Symmetric Architecture Modeling with a Single Image

building.dviNianjuan Jiang Ping Tan Loong-Fah Cheong
Department of Electrical & Computer Engineering, National University of Singapore
(a) (b) (c) Figure 1: A traditional Chinese architecture, the Pavilion of Manifest Benevolence (also known as TiRen Ge) in the Forbidden City, is modeled from a single input image. (a) is the input image overlaid with user-drawn strokes. (b) is the rendering of the recovered model from the same viewpoint as the input image for validation. (c) shows the rendering from a novel viewpoint.
Abstract
We present a method to recover a 3D texture-mapped architecture model from a single image. Both single image based modeling and architecture modeling are challenging problems. We handle these difficulties by employing constraints derived from shape symmetries, which are prevalent in architecture. We first present a novel algorithm to calibrate the camera from a single image by exploiting symmetry. Then a set of 3D points is recovered according to the calibration and the underlying symmetry. With these reconstructed points, the user interactively marks out components of the architecture structure, whose shapes and positions are automatically determined according to the 3D points. Lastly, we texture the 3D model according to the input image, and we enhance the texture quality at those foreshortened and occluded regions according to their symmetric counterparts. The modeling process requires only a few minutes interaction. Multiple examples are provided to demonstrate the presented method.
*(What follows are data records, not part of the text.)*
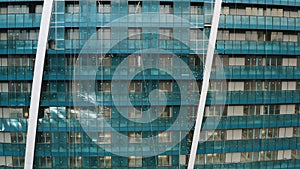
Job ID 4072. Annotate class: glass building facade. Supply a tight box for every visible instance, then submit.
[0,0,300,169]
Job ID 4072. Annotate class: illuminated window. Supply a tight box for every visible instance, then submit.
[128,156,142,167]
[128,107,142,118]
[159,2,173,14]
[190,2,203,15]
[158,106,172,118]
[98,106,111,118]
[98,81,111,92]
[159,28,173,40]
[158,131,172,143]
[97,0,111,13]
[158,155,172,166]
[98,132,111,144]
[100,156,111,168]
[128,1,143,14]
[128,132,142,143]
[68,132,81,144]
[97,27,111,40]
[69,157,82,168]
[36,132,51,144]
[65,1,80,13]
[65,28,80,40]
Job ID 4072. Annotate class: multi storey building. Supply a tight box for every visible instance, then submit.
[0,0,300,169]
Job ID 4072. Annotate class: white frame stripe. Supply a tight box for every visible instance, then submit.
[188,0,222,169]
[24,0,53,169]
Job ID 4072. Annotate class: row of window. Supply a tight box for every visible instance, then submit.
[0,29,39,40]
[0,127,300,144]
[217,30,300,42]
[0,104,300,119]
[222,5,300,17]
[65,27,173,40]
[0,54,300,67]
[65,1,203,15]
[180,149,300,165]
[0,2,43,14]
[65,27,300,42]
[0,149,300,168]
[193,127,300,142]
[97,80,300,93]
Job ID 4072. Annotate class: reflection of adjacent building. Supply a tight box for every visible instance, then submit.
[0,0,300,168]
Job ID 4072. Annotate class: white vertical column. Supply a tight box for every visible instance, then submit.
[188,0,222,169]
[24,0,53,169]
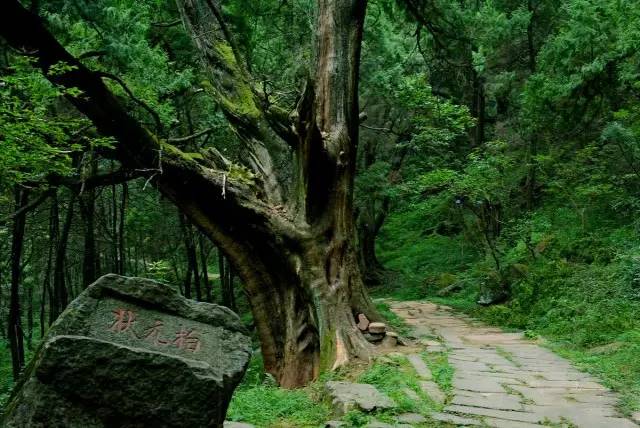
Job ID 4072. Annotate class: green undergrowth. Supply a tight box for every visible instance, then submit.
[342,354,453,427]
[375,208,640,414]
[227,353,330,428]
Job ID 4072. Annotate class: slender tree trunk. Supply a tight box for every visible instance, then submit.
[0,0,380,387]
[118,183,129,275]
[225,260,238,312]
[110,179,120,273]
[178,213,202,301]
[51,192,76,320]
[27,283,33,351]
[40,214,53,338]
[79,166,98,287]
[7,186,28,381]
[198,233,213,303]
[47,192,60,325]
[218,248,231,309]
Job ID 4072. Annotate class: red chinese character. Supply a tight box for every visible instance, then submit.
[109,309,136,334]
[143,320,169,346]
[172,328,200,352]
Keywords: Architecture modeling, 3D reconstruction, symmetry
1 Introduction Creating high quality 3D architecture models is important for many applications including digital heritage, games, movies, etc. Many methods [Debevec et al. 1996; Liebowitz et al. 1996; Muller et al. 2007; Xiao et al. 2008; Sinha et al. 2008] have been proposed for this purpose. Most of them focus on piecewise planar architectures and take multiple images as input. Planar structures induce strong shape constraint and simplify the 3D reconstruction. How- ever, many traditional and more artistic architectures have intricate geometric structure and curved roofs, which are highly non-planar
and cannot be modeled well by existing methods. Yet, these buildings are often landmarks that are particularly worthy of being modeled. Furthermore, multiple images of the same building are not always available. Thus, it is practically important to build a modeling system that works on the basis of a single input image. Single image based modeling is difficult. First, it is difficult to calibrate the camera (i.e. recovering both intrinsic and extrinsic camera parameters), which is necessary to relate the image to the 3D model. Second, a single image often does not provide enough texture information due to foreshortening and occlusion.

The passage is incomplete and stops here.